The Ruvuma River forms much of the northern boundary of the province with Ruvuma Region, Tanzania, while Lake Niassa forms the western border of the province, separating it from Malawi. 75% of the province remains untouched by development, and remains free of landmines. The province shares the Niassa National Reserve with neighboring Cabo Delgado Province.

==Districts==
Niassa Province is divided into 16 districts:
- Cuamba District
- Lago District
- Lichinga District
- Majune District
- Mandimba District
- Marrupa District
- Maúa District
- Mavago District
- Mecanhelas District
- Mecula District
- Metarica District
- Muembe District
- N'gauma District
- Nipepe District
- Sanga District
- Chimbunila District

and the municipalities of:
- Cuamba
- Lichinga
- Metangula

== Demographics ==
=== Languages ===
After the 2007 Census it was found that native speakers of Makhuwa were 42%, speakers of the Yao language 31%, speakers of the Nyanja or Chewa language a 11%, and Portuguese speakers 9%.

=== Religion ===
The majority in Niassa province practice Islam.
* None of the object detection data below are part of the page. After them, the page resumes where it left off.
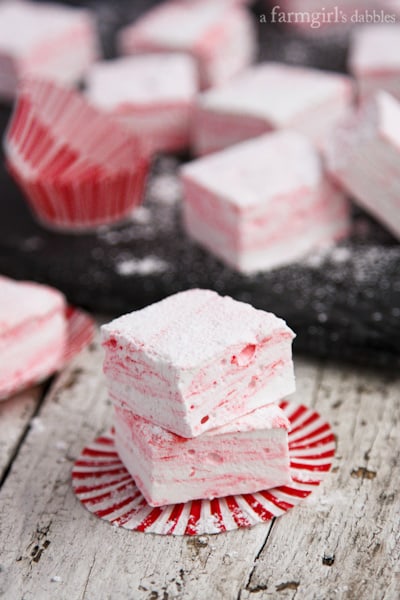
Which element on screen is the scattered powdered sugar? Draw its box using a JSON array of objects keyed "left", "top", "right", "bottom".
[
  {"left": 304, "top": 488, "right": 349, "bottom": 512},
  {"left": 30, "top": 417, "right": 46, "bottom": 433},
  {"left": 115, "top": 256, "right": 168, "bottom": 277},
  {"left": 54, "top": 440, "right": 68, "bottom": 450}
]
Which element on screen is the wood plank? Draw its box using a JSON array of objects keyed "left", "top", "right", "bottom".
[
  {"left": 0, "top": 345, "right": 318, "bottom": 600},
  {"left": 240, "top": 360, "right": 400, "bottom": 600},
  {"left": 0, "top": 385, "right": 42, "bottom": 481}
]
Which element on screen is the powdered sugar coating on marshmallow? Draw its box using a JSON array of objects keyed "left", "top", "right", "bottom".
[
  {"left": 0, "top": 277, "right": 67, "bottom": 399},
  {"left": 115, "top": 398, "right": 291, "bottom": 506},
  {"left": 325, "top": 92, "right": 400, "bottom": 239},
  {"left": 119, "top": 0, "right": 256, "bottom": 88},
  {"left": 86, "top": 53, "right": 198, "bottom": 152},
  {"left": 193, "top": 62, "right": 353, "bottom": 155},
  {"left": 181, "top": 131, "right": 349, "bottom": 273},
  {"left": 102, "top": 290, "right": 294, "bottom": 437}
]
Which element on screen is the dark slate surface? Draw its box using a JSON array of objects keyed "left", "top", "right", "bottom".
[{"left": 0, "top": 0, "right": 400, "bottom": 368}]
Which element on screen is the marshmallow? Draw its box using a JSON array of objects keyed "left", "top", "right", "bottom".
[
  {"left": 102, "top": 290, "right": 295, "bottom": 437},
  {"left": 0, "top": 0, "right": 99, "bottom": 99},
  {"left": 115, "top": 398, "right": 291, "bottom": 506},
  {"left": 192, "top": 63, "right": 353, "bottom": 155},
  {"left": 86, "top": 53, "right": 198, "bottom": 153},
  {"left": 349, "top": 24, "right": 400, "bottom": 101},
  {"left": 0, "top": 277, "right": 67, "bottom": 399},
  {"left": 181, "top": 131, "right": 350, "bottom": 273},
  {"left": 119, "top": 0, "right": 256, "bottom": 88},
  {"left": 326, "top": 92, "right": 400, "bottom": 239}
]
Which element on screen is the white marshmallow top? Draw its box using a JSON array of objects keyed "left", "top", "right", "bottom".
[
  {"left": 102, "top": 290, "right": 294, "bottom": 369},
  {"left": 0, "top": 0, "right": 93, "bottom": 57},
  {"left": 181, "top": 130, "right": 323, "bottom": 207},
  {"left": 87, "top": 53, "right": 198, "bottom": 110},
  {"left": 349, "top": 24, "right": 400, "bottom": 75},
  {"left": 123, "top": 0, "right": 238, "bottom": 50},
  {"left": 0, "top": 276, "right": 65, "bottom": 335},
  {"left": 198, "top": 63, "right": 351, "bottom": 127},
  {"left": 375, "top": 91, "right": 400, "bottom": 150}
]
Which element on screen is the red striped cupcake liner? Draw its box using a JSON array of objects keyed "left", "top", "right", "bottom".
[
  {"left": 72, "top": 401, "right": 335, "bottom": 535},
  {"left": 0, "top": 306, "right": 96, "bottom": 402},
  {"left": 4, "top": 79, "right": 149, "bottom": 231}
]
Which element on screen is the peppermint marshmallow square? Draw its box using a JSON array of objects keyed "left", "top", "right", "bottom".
[
  {"left": 192, "top": 63, "right": 353, "bottom": 155},
  {"left": 118, "top": 0, "right": 256, "bottom": 88},
  {"left": 0, "top": 277, "right": 67, "bottom": 400},
  {"left": 115, "top": 404, "right": 292, "bottom": 506},
  {"left": 325, "top": 92, "right": 400, "bottom": 240},
  {"left": 349, "top": 24, "right": 400, "bottom": 101},
  {"left": 181, "top": 131, "right": 350, "bottom": 274},
  {"left": 102, "top": 290, "right": 295, "bottom": 438},
  {"left": 86, "top": 53, "right": 198, "bottom": 153},
  {"left": 0, "top": 0, "right": 100, "bottom": 100}
]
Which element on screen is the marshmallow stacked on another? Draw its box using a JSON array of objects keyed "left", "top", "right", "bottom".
[
  {"left": 0, "top": 0, "right": 99, "bottom": 99},
  {"left": 102, "top": 290, "right": 295, "bottom": 506}
]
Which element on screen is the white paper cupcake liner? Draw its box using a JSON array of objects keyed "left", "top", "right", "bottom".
[{"left": 4, "top": 79, "right": 149, "bottom": 231}]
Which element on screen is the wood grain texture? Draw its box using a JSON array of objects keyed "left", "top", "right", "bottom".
[
  {"left": 0, "top": 344, "right": 399, "bottom": 600},
  {"left": 240, "top": 360, "right": 400, "bottom": 600},
  {"left": 0, "top": 386, "right": 42, "bottom": 481}
]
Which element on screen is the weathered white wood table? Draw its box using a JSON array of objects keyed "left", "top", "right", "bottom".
[{"left": 0, "top": 330, "right": 400, "bottom": 600}]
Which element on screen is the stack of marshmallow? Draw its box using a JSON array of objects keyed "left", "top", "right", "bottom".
[{"left": 102, "top": 290, "right": 295, "bottom": 506}]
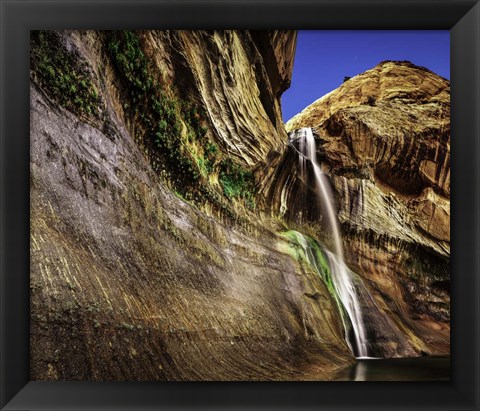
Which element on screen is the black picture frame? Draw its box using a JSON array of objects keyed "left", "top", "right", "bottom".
[{"left": 0, "top": 0, "right": 480, "bottom": 411}]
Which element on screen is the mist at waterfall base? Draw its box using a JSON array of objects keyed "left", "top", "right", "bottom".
[
  {"left": 289, "top": 128, "right": 368, "bottom": 358},
  {"left": 284, "top": 128, "right": 450, "bottom": 381},
  {"left": 282, "top": 30, "right": 450, "bottom": 122}
]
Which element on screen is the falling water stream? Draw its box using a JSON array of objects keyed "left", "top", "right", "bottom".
[{"left": 289, "top": 128, "right": 368, "bottom": 358}]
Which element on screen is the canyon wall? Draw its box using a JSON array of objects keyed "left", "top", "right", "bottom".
[
  {"left": 30, "top": 31, "right": 450, "bottom": 381},
  {"left": 282, "top": 61, "right": 450, "bottom": 356},
  {"left": 30, "top": 31, "right": 353, "bottom": 381}
]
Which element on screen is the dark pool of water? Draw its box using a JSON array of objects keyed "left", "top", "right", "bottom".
[{"left": 335, "top": 357, "right": 450, "bottom": 381}]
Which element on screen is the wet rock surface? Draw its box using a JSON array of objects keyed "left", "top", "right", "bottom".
[{"left": 282, "top": 61, "right": 450, "bottom": 356}]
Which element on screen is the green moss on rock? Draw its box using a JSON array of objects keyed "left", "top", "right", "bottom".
[{"left": 30, "top": 31, "right": 101, "bottom": 117}]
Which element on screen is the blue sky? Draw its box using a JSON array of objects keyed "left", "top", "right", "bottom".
[{"left": 282, "top": 30, "right": 450, "bottom": 121}]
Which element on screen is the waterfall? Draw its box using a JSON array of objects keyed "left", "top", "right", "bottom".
[{"left": 289, "top": 128, "right": 368, "bottom": 357}]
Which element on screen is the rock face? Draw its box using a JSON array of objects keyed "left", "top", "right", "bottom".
[
  {"left": 30, "top": 31, "right": 353, "bottom": 381},
  {"left": 282, "top": 61, "right": 450, "bottom": 356},
  {"left": 30, "top": 31, "right": 450, "bottom": 381}
]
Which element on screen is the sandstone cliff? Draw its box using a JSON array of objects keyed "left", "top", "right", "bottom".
[
  {"left": 282, "top": 61, "right": 450, "bottom": 355},
  {"left": 30, "top": 31, "right": 450, "bottom": 381},
  {"left": 31, "top": 31, "right": 353, "bottom": 381}
]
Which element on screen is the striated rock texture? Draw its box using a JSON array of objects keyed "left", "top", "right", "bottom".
[
  {"left": 282, "top": 61, "right": 450, "bottom": 356},
  {"left": 30, "top": 31, "right": 353, "bottom": 381}
]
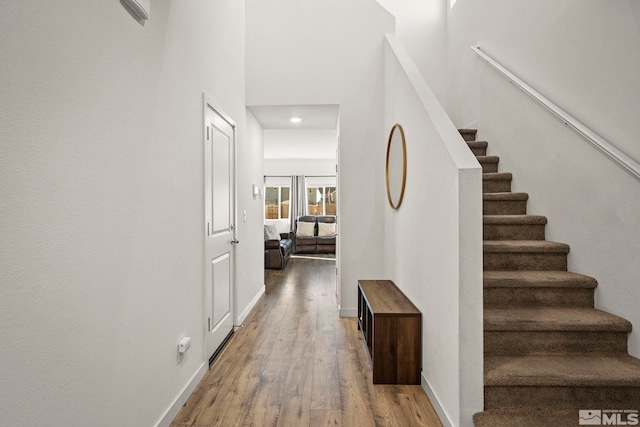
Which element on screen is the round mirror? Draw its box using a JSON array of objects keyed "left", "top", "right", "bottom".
[{"left": 386, "top": 123, "right": 407, "bottom": 209}]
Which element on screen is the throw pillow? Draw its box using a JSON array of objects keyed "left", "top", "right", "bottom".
[
  {"left": 264, "top": 224, "right": 280, "bottom": 240},
  {"left": 296, "top": 222, "right": 316, "bottom": 237},
  {"left": 318, "top": 222, "right": 336, "bottom": 236}
]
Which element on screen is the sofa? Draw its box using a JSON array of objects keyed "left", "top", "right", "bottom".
[
  {"left": 291, "top": 215, "right": 336, "bottom": 254},
  {"left": 264, "top": 225, "right": 293, "bottom": 270}
]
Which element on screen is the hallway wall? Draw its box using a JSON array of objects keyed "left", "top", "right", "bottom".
[{"left": 0, "top": 0, "right": 263, "bottom": 427}]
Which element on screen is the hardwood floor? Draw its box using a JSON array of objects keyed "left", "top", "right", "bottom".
[{"left": 171, "top": 258, "right": 442, "bottom": 427}]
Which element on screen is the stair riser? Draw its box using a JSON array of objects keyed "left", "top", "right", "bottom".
[
  {"left": 482, "top": 224, "right": 545, "bottom": 240},
  {"left": 482, "top": 179, "right": 511, "bottom": 193},
  {"left": 480, "top": 162, "right": 498, "bottom": 173},
  {"left": 484, "top": 331, "right": 627, "bottom": 355},
  {"left": 482, "top": 200, "right": 527, "bottom": 215},
  {"left": 482, "top": 252, "right": 567, "bottom": 271},
  {"left": 484, "top": 386, "right": 640, "bottom": 412},
  {"left": 469, "top": 147, "right": 487, "bottom": 156},
  {"left": 484, "top": 288, "right": 594, "bottom": 308}
]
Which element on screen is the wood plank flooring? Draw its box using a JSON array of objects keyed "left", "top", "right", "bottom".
[{"left": 171, "top": 258, "right": 442, "bottom": 427}]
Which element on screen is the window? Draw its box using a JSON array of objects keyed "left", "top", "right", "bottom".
[
  {"left": 264, "top": 186, "right": 290, "bottom": 219},
  {"left": 307, "top": 187, "right": 337, "bottom": 215}
]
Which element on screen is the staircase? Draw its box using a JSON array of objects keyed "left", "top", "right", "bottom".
[{"left": 460, "top": 129, "right": 640, "bottom": 427}]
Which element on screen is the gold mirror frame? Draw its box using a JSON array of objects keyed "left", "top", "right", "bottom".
[{"left": 385, "top": 123, "right": 407, "bottom": 209}]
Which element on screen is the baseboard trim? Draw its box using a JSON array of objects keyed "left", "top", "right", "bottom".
[
  {"left": 236, "top": 285, "right": 265, "bottom": 326},
  {"left": 340, "top": 307, "right": 358, "bottom": 317},
  {"left": 156, "top": 363, "right": 209, "bottom": 427},
  {"left": 420, "top": 372, "right": 453, "bottom": 427}
]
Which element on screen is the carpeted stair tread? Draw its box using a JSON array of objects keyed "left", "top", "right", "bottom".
[
  {"left": 483, "top": 271, "right": 598, "bottom": 289},
  {"left": 482, "top": 172, "right": 513, "bottom": 181},
  {"left": 473, "top": 408, "right": 592, "bottom": 427},
  {"left": 484, "top": 307, "right": 631, "bottom": 332},
  {"left": 482, "top": 215, "right": 547, "bottom": 225},
  {"left": 476, "top": 156, "right": 500, "bottom": 164},
  {"left": 482, "top": 192, "right": 529, "bottom": 201},
  {"left": 482, "top": 240, "right": 570, "bottom": 254},
  {"left": 484, "top": 354, "right": 640, "bottom": 387},
  {"left": 467, "top": 141, "right": 489, "bottom": 149}
]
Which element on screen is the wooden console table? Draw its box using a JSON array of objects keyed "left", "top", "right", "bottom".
[{"left": 358, "top": 280, "right": 422, "bottom": 384}]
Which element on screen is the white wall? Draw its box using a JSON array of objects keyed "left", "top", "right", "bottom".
[
  {"left": 264, "top": 129, "right": 338, "bottom": 161},
  {"left": 441, "top": 0, "right": 640, "bottom": 356},
  {"left": 376, "top": 0, "right": 450, "bottom": 103},
  {"left": 235, "top": 109, "right": 264, "bottom": 325},
  {"left": 246, "top": 0, "right": 394, "bottom": 316},
  {"left": 0, "top": 0, "right": 262, "bottom": 427},
  {"left": 264, "top": 159, "right": 336, "bottom": 176},
  {"left": 377, "top": 36, "right": 483, "bottom": 426}
]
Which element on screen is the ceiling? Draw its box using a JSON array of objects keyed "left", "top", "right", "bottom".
[{"left": 248, "top": 104, "right": 339, "bottom": 130}]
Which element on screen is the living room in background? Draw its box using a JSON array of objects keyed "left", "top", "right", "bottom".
[
  {"left": 264, "top": 185, "right": 290, "bottom": 220},
  {"left": 307, "top": 176, "right": 338, "bottom": 219}
]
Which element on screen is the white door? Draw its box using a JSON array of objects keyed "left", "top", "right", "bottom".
[{"left": 204, "top": 100, "right": 237, "bottom": 358}]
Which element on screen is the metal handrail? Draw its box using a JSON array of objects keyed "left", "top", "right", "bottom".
[{"left": 471, "top": 46, "right": 640, "bottom": 180}]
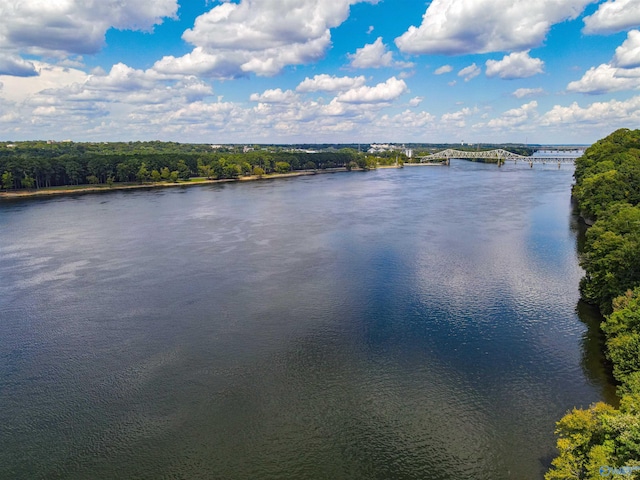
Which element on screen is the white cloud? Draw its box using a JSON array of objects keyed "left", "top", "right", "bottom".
[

Monotheist religion adherence was asked in the 2007 census (Protestant / Catholic / Muslim / Zion) leaving aside so-called traditional religion followers. Answers provided a majority of protestants (74%) in the administrative post of Cobue, bordering Lake Niassa and inhabited mostly by the Nyanja. The majority of the Yao are nominal Muslim (a fact that can be recognized in a map's administrative posts north of the river Messalo). South of the river, the Makhuwas follow the Catholic or Islamic faith.

== Education ==
In 1998, a provincial college was built in Lichinga to train teachers. Partially financed by the Irish Embassy in Maputo, it graduates 60 teachers per year. Apart from training teachers for local schools, the college offers primary school education to the local Lichinga community and works towards reducing the impact of HIV/AIDS in Niassa province.